Aber mit der Feststellung, dass es dringend einer Ernährungswende zur Lösung der Probleme bedarf, war der Vortrag von Friederike Schmitz keineswegs beendet. Stattdessen zeigte sie auf der Basis von wissenschaftlichen Studien und praktischen Projekten Wege auf, wie und auf welchen Ebenen dieses Ziel realistischerweise auch erreicht werden kann – und liefert mit den bei ihr sich vereinenden Sichtweisen als Wissenschaftlerin und zugleich als Aktivistin einen wie wir finden unschätzbaren Beitrag zu der so enorm wichtigen gesellschaftlichen Debatte. Die Referentin betonte, dass die Verantwortung für das Gelingen der Ernährungswende nicht einfach jedem und jeder Einzelnen überlassen werden könne, sondern dass diese Wende politisch organisiert werden müsse. „Nudging“ (d.h. Anstubsen: Eine Strategie zur Herbeiführung von Verhaltensänderungen – wie etwa die Auswahl von pflanzlichen Speisen und Lebensmitteln – durch subtile Anstöße und ohne Zwang), eine veränderte Gemeinschaftsverpflegung, Aufklärung, Werbeverbote und eine veränderte Preispolitik können Stellschrauben dafür sein, damit im Ergebnis pflanzliche Speisenoptionen die einfachsten, günstigsten, attraktivsten und wo immer möglich auch die einzigen sind.

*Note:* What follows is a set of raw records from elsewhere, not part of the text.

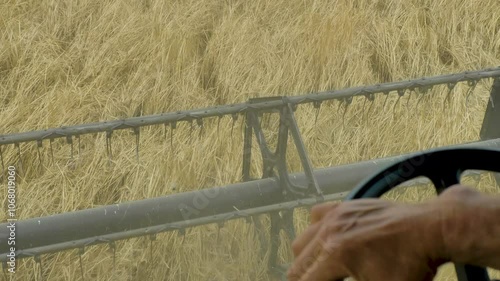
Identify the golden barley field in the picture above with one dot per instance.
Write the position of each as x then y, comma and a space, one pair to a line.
71, 62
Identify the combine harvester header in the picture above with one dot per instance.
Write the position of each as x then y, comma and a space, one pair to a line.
277, 193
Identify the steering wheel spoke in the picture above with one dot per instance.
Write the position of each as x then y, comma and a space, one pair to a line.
444, 168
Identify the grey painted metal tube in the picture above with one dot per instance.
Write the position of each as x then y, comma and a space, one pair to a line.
190, 115
149, 216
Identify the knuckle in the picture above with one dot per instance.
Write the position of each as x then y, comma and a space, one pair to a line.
459, 192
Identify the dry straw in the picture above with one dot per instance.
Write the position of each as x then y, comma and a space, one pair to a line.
73, 62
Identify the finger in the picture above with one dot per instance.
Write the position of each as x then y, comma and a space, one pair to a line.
306, 258
319, 211
305, 238
316, 262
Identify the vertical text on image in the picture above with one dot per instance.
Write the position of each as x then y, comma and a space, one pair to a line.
11, 218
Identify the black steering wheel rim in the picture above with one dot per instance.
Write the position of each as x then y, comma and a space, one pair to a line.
444, 168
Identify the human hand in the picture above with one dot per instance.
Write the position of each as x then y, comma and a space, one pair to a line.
369, 239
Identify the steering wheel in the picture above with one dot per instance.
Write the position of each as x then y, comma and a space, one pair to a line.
444, 168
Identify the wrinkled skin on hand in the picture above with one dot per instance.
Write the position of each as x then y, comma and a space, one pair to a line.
369, 240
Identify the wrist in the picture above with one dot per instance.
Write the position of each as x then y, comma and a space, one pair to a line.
468, 230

Eine solche Politik wird es aber nur geben, wenn es eine entsprechend starke und vernetzte gesellschaftliche Bewegung gibt, die diese kontinuierlich und vehement einfordert.

In diesem Sinne – werden bzw. bleiben wir daher aktiv mit dem Ziel, den Ausstieg aus der Tierindustrie so schnell wie möglich zu erreichen und tragen wir die lebhafte und spannende Diskussion, die sich im Anschluss an den Vortrag von Friederike Schmitz entwickelt hat, in andere gesellschaftliche Zusammenhänge weiter!

Abschließend möchten wir wieder ganz herzlich Danke sagen an alle unsere Besucher*innen für das Interesse und die vielen wertvollen Diskussionsbeiträge und natürlich auch an die vegane Bäckerin Marie (VeganLui) für die unerhört köstlichen veganen Küchlein.

Damit nähern wir uns nun auch schon dem Abschluss unserer „No-Foodure“-Reihe: Am Donnerstag, den 15. Juni 2023 um 19.30 Uhr steht als letzte Veranstaltung der Vortrag des Referenten Roman Herre von der Menschenrechtsorganisation FIAN mit dem Titel „Wie wir alle gut satt werden könnten“ an. Veranstaltungsort ist der Stern e.V. und der Eintritt ist wieder frei.

Sicher gibt es auch hier wieder viele interessante Informationen, spannende Diskussionen und auch Gelegenheit zum Vernetzen.